Apesar de ser desconhecido na área das políticas educacionais, Decotelli possuI um currículo acadêmico muito mais relevante que seus antecessores. Oficial da Reserva da Marinha, o novo ministro é bacharel em Ciências Econômicas pela Universidade do Estado do Rio de Janeiro (UERJ), mestre pela Fundação Getúlio Vargas, doutor pela Universidade de Rosário (Argentina) e pós-doutor pela Universidade de Wuppertal, na Alemanha.
Segundo as informações disponíveis em seu Curriculum Lattes, o novo ministro possuI quatro livros publicados que versam sobre administração bancária, gestão de finanças internacionais, gestão do agronegócio, e matemática financeira, além de inúmeros artigos sobre riscos de mercado e mercados de capitais, entre outros.
Dado ao curriculum do atual ministro, muitos veículos de informação, e setores da direita têm se manifestado no sentido de ressaltar que o novo ministro é da “ala técnica” do governo e não possuí perfil ideológico. Agora a questão que devemos levantar em relação a isso é: algum setor no governo Bolsonaro não tem perfil ideológico? Os militares que, dia sim, dia não estão ameaçando as demais instituições, não expressam posição ideológica? Os ultraliberais capitaneados por Paulo Guedes não expressam também posição ideológica? Considerar apenas os “Olavistas” como a “ala ideológica” é desconsiderar que há um alinhamento entre militares, ultraliberais e “Olavistas” na construção do projeto fascista em curso no país.
Nesse sentido, olhando para o currículo do novo ministro, podemos ver que a boa imagem que a grande mídia tenta criar a seu respeito está diretamente ligada ao seu alinhamento à lógica de mercado. Tanto a sua formação acadêmica, quanto sua produção bibliográfica nos mostram que Decotelli fez carreira acadêmica a serviço do capital financeiro internacional, e portanto não deve romper essa trajetória à frente do MEC.
O novo ministro possui apenas duas breves experiências ligadas ao setor público, a primeira foi fazer parte da equipe de transição do governo Bolsonaro, e a segunda e mais expressiva foram os 8 meses à frente do Fundo Nacional de Desenvolvimento da Educação (FNDE), logo no começo do atual governo. O FNDE, na prática, é o banco do MEC, é através dele que são feitas transferências de recursos para estados e municípios. O FNDE também opera o Programa Dinheiro Direto na Escola (PDDE), que transfere recursos diretamente para escolas em todo o país, além de liberar recursos para as emendas parlamentares relacionadas à educação.

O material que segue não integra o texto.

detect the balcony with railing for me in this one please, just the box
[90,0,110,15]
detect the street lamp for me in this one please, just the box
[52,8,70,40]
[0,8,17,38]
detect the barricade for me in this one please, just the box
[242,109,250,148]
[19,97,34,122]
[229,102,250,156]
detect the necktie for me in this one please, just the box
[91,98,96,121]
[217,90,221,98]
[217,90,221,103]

A gestão de Decotelli frente ao FNDE ficou marcada por ter uma licitação para compra de computadores educacionais no valor de três bilhões de reais suspensa pela Controladoria Geral da União. A licitação apresentava fortes indícios de fraude, dentre eles o número elevado de computadores que em algumas escolas chegaria a mais de 117 notebooks por aluno.

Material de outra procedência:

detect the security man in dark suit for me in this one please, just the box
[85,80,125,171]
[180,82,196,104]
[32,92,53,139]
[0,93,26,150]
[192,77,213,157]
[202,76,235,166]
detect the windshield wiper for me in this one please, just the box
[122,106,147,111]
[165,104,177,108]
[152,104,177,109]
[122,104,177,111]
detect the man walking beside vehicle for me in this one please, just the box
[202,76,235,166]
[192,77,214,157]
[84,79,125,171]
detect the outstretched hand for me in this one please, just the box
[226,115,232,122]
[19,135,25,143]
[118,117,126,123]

Se do ponto de vista humano dificilmente o MEC, ou qualquer outro ministério, será ocupado por um ser mais abjeto que Abraham Weintraub, do ponto de vista técnico Carlos Decotelli pode ser muito mais danoso às políticas educacionais brasileiras do que seu antecessor. O antigo ministro era um fascistoide preocupado em uma guerra ideológica contra a China, o “Comunismo”, o STF e o Congresso Nacional, o que lhe deixava sem nenhuma capacidade de implementações de políticas que necessitasse de articulação política. Já o novo ministro é um gestor a serviço do capital financeiro, seu foco é a implementação das políticas, por isso não perderá tempo com batalhas desnecessárias e que lhe atrapalhem no sentido de construir acordos que garantam a implementação de políticas que atendam os interesses do mercado.
Assim como vimos nos últimos tempos que, mesmo os setores da direita que se opõem a Bolsonaro exaltam a “capacidade técnica” de Paulo Guedes, muito provavelmente veremos esses setores fazendo as mesmas ressalvas ao novo ministro da educação, afinal a política de Guedes chegou ao MEC.
*Vinícius Prado é trabalhador da educação, historiador, mestre em educação pela Universidade Federal do Paraná e pesquisador na área de políticas educacionais.